One searing example of that can be found in a recent report by Oxfam, Child Poverty Action Group Scotland and the Poverty Alliance, which addresses the issue of hunger in Scotland. It is an inspiring and chilling report, and the thing that strikes me most is the testimony that it contains. One example is from a lady called Alison. She is typical of many people—usually women—who turn up to my constituency surgeries in horrendous circumstances. A person might be born and brought up in a constituency and live there their whole life, as I have, but they never know the half of it until they become a Member of Parliament and realise what is going on behind closed doors.
Many people are too proud to come and demonstrate that they are suffering and have problems. They do not want to make a spectacle of themselves, and they are upset about having to speak to a Member of Parliament about their circumstances. The example from Alison is particularly egregious. Speaking about the whole issue of food insecurity and the wellbeing of our children, she said:
“My son, throughout the whole of this, was scared to put the heating on. He was scared to put the light on. He was sitting in the dark. He’s not playing his computer. What else is he meant to do when he’s socially isolated? When there’s no money to go on a bus, never mind take him out for the day…When things were on a level, it’s very, very sad to even say, he was just happy that we went for a hot chocolate and a muffin. Now that’s a simple thing. That is not doable anymore.”
Another parent said:
“Me and my daughter used to go everywhere. But now, I don’t have nothing like, so we can’t do anything.”
One mother said:
“I’ve felt suicidal more times than I’ve had hot dinners and that’s no joke.”
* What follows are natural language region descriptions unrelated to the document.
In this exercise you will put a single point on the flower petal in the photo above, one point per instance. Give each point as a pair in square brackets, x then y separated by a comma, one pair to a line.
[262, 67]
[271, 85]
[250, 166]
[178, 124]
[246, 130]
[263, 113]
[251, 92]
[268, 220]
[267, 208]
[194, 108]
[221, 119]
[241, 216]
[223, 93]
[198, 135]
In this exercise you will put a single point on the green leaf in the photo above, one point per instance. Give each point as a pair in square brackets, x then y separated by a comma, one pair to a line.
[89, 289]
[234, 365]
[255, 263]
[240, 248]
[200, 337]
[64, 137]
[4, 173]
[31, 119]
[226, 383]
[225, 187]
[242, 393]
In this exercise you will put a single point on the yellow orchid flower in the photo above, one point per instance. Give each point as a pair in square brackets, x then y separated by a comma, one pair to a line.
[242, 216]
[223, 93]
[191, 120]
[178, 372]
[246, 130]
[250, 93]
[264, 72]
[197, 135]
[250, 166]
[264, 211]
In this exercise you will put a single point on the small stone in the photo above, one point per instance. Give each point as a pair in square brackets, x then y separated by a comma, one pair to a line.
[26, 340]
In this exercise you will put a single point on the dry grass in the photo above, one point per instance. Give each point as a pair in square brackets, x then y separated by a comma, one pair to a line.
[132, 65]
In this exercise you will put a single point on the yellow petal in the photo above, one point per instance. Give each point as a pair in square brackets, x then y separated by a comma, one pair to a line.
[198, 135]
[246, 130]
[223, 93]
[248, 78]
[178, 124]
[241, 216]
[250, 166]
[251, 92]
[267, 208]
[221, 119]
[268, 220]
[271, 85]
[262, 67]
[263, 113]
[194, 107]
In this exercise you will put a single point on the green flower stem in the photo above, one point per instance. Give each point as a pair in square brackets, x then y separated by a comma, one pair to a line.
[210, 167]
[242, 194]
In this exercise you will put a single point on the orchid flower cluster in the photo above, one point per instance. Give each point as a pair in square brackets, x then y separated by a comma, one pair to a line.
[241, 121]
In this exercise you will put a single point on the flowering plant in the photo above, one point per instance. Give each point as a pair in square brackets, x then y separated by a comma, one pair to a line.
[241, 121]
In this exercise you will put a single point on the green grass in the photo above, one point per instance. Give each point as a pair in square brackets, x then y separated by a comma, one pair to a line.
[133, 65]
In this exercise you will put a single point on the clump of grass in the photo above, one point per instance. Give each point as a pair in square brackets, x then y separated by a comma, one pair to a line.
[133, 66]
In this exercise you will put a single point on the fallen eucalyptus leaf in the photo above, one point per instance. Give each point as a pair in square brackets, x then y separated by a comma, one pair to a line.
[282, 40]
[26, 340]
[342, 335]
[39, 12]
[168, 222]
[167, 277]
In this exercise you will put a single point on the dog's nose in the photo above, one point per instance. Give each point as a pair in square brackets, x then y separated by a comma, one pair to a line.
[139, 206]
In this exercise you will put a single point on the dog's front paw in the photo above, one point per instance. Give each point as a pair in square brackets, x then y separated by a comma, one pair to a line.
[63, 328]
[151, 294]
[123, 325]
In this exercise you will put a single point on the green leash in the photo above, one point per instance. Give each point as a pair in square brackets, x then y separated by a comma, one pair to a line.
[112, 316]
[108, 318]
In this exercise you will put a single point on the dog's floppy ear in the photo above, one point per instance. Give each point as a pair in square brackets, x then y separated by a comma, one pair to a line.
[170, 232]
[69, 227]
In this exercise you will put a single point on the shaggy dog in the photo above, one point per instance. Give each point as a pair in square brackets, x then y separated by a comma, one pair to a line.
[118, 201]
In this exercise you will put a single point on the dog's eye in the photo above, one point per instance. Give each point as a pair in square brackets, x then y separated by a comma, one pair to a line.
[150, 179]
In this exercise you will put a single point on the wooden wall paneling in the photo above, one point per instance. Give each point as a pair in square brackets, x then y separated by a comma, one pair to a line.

That is a true testimony from someone suffering in Scotland now.
To me, it is offensive at a very fundamental level if the great achievements of the welfare state have been rolled back to the extent that people are suffering in this way. Not only is there the shaming need for people to go to food banks and prostrate themselves in front of authority figures to demonstrate that they need help, but we have also removed the social floor that was there for many people. We created the idea that there was a floor beneath which no one would fall and above which everyone could rise. That is how my family progressed, and how I was able to have opportunities that my parents did not have. To think that that has been reversed under this Government is offensive.